Esophageal atresia (EA) is one of the most common congenital digestive malformations and requires surgical correction early in life. Dedicated centers have reported survival rates up to 95%. The most frequent comorbidities after EA repair are dysphagia (72%) and gastroesophageal reflux (GER) (67%). Chronic GER after EA repair might lead to mucosal damage, esophageal stricturing, Barrett’s esophagus and eventually esophageal adenocarcinoma. Several long-term follow-up studies found an increased risk of Barrett’s esophagus and esophageal carcinoma in EA patients, both at a relatively young age. Given these findings, the recent ESPGHAN-NASPGHAN guideline recommends routine endoscopy in adults born with EA. We report a series of four EA patients who developed a carcinoma of the gastrointestinal tract: three esophageal carcinoma and one colorectal carcinoma in a colonic interposition. These cases emphasize the importance of lifelong screening of the upper gastrointestinal tract in EA patients.
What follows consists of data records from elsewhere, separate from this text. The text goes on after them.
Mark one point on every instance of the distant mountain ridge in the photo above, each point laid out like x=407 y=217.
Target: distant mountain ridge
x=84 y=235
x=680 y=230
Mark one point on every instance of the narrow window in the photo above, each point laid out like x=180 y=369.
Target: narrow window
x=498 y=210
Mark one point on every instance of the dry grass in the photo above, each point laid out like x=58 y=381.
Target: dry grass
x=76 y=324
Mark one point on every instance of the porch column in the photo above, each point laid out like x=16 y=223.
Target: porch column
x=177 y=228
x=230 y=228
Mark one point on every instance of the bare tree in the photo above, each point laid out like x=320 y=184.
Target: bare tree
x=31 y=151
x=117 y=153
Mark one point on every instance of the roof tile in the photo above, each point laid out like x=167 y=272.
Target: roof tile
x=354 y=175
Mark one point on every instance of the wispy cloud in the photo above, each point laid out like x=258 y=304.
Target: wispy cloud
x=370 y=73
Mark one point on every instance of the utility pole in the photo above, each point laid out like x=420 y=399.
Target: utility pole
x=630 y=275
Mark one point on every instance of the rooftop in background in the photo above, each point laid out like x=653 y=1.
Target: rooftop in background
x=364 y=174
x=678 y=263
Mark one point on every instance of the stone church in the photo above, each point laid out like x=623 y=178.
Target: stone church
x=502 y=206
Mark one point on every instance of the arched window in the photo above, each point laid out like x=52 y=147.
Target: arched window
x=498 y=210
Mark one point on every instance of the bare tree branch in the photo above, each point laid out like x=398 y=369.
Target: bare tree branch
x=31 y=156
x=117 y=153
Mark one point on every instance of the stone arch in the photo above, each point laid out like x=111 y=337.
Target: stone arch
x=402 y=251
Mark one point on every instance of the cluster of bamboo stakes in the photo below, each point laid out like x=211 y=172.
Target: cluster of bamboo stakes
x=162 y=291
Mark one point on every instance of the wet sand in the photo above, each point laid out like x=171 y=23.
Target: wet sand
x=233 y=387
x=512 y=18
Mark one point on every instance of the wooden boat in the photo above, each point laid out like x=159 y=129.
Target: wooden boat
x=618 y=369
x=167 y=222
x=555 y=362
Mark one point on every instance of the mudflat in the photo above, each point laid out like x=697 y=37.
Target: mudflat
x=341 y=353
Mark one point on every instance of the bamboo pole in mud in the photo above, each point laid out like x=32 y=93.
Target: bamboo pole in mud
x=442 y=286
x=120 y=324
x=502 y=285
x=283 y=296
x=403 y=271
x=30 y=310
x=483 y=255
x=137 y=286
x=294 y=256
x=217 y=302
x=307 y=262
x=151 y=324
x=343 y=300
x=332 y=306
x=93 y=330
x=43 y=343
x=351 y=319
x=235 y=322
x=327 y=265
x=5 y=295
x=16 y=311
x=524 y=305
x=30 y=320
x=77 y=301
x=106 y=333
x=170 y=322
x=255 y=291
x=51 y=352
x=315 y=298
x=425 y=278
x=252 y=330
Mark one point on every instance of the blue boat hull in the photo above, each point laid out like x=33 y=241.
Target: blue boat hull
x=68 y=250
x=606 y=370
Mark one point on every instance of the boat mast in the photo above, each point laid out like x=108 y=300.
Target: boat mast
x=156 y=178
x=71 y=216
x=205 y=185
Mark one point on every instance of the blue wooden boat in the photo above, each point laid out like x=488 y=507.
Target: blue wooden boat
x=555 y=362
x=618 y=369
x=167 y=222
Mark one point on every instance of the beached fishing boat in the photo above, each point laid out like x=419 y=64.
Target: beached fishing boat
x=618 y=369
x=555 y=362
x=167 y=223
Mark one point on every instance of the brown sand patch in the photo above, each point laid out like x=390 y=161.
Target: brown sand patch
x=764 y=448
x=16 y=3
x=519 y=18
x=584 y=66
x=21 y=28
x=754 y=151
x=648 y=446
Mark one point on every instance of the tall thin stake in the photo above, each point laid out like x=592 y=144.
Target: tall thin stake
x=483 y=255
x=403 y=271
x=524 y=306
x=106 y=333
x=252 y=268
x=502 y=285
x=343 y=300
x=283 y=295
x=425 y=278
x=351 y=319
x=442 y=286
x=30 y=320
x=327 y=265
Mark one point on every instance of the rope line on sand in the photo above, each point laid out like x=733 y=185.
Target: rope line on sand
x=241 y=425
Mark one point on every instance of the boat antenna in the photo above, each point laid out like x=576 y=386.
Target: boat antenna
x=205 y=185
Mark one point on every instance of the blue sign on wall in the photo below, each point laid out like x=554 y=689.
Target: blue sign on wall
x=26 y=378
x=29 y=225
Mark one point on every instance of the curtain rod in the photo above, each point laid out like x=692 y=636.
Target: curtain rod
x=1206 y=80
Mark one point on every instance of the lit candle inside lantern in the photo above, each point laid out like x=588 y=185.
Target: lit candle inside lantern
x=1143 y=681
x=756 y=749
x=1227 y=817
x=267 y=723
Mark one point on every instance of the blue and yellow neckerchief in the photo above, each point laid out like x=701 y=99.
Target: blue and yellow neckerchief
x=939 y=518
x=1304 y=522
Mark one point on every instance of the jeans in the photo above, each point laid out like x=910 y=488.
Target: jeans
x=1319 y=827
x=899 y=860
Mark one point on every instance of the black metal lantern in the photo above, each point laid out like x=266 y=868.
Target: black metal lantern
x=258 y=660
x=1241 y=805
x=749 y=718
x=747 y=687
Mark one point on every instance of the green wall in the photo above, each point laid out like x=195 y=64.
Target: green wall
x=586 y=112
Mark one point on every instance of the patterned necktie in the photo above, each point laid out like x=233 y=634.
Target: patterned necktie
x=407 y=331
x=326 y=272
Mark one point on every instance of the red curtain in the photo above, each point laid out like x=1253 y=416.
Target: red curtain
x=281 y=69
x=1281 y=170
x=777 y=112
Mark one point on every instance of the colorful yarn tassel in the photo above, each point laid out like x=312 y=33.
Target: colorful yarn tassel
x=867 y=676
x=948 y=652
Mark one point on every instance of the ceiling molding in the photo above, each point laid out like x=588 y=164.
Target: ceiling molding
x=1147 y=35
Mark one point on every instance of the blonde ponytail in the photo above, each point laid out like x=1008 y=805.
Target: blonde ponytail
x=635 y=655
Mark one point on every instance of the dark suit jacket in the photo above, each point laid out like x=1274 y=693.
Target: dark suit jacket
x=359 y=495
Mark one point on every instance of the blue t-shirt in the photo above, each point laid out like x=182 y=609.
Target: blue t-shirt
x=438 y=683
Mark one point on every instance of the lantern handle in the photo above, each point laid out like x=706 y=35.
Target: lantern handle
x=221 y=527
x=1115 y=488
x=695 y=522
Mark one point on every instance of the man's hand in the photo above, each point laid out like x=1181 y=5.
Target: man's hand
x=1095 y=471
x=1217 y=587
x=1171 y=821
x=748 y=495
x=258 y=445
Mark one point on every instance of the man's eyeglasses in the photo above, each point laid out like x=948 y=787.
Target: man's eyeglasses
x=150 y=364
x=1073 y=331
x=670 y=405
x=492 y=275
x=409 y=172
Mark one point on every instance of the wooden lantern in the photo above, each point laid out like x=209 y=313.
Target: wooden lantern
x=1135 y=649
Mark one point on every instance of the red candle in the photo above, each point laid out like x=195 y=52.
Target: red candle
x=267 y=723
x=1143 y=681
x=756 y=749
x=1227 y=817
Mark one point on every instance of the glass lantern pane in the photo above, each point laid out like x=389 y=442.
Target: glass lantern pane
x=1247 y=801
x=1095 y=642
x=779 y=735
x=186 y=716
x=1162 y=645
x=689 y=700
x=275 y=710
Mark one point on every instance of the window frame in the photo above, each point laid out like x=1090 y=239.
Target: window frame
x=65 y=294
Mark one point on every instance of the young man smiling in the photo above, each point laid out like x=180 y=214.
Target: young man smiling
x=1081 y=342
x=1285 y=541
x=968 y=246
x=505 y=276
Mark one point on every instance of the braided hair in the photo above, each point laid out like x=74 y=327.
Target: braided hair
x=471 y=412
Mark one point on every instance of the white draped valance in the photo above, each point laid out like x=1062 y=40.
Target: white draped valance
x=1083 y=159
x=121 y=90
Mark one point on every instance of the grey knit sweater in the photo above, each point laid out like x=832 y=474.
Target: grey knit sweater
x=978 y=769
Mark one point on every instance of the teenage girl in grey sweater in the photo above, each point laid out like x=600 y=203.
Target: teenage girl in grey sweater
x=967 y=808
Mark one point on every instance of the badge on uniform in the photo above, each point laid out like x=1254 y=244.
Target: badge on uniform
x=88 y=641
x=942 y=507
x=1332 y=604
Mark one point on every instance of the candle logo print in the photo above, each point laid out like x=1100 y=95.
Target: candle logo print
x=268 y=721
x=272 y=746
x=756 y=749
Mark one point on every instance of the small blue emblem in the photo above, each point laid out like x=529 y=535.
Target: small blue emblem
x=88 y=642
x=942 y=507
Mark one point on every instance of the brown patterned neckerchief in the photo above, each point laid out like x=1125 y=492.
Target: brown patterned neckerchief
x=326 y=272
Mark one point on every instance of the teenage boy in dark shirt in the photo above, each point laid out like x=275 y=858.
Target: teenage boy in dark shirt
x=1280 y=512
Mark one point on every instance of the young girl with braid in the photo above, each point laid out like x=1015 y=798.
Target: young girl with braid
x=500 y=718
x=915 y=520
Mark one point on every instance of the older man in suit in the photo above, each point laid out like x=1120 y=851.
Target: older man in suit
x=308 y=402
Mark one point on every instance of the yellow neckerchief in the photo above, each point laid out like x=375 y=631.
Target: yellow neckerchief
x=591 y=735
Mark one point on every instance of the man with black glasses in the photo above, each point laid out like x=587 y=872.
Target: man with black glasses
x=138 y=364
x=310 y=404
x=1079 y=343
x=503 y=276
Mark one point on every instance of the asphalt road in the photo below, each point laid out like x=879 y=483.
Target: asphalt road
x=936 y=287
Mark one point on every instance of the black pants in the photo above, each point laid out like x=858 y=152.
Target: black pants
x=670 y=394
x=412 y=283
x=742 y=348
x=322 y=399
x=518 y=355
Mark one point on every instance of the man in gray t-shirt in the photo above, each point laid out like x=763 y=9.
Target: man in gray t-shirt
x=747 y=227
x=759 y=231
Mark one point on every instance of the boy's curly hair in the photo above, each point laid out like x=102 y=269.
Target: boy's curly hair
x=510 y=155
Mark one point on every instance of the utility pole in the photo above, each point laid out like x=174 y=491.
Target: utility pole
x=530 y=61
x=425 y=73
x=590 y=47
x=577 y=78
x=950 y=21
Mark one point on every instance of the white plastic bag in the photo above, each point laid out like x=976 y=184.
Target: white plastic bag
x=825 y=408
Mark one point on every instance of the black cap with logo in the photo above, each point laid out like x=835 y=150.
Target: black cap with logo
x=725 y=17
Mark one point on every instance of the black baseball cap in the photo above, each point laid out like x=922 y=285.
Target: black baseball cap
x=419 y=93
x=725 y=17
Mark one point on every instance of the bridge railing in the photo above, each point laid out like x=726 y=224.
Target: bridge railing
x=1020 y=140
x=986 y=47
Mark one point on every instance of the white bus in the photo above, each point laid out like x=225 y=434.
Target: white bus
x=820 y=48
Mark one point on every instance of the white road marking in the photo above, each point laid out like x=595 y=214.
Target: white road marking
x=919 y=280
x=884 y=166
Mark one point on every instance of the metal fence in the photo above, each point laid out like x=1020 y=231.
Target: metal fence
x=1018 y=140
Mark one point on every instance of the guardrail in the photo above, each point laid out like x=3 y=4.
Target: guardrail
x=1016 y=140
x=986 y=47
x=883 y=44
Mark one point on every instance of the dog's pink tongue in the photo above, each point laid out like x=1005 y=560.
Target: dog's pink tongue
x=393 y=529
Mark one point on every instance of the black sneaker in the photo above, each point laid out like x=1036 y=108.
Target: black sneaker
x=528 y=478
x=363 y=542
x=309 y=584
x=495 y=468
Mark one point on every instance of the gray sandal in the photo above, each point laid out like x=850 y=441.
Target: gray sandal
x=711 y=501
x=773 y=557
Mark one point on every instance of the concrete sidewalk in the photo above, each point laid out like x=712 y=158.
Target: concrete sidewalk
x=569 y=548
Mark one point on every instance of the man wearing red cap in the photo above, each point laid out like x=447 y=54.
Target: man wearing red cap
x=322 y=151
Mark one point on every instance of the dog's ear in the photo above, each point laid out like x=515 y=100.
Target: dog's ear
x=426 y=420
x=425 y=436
Keywords: Adenocarcinoma, Esophageal atresia, Esophageal cancer, Screening, Barrett’s esophagus, Squamous cell carcinoma

Core tip: Esophageal atresia (EA) is a common congenital malformation that requires surgical correction early in life. Improved perioperative care and surgical techniques have increased the survival rate. Gastroesophageal reflux and stasis are common after surgical repair and may be associated with an increased esophageal cancer risk. However, data on incidence and risk factors for esophageal carcinogenesis after EA repair are scarce. The recent ESPGHAN-NASPGHAN guideline recommends routine endoscopy in adults born with EA. Here we report four cancer cases at a relatively young age after EA repair: three esophageal carcinoma and one colorectal carcinoma in a colonic interposition.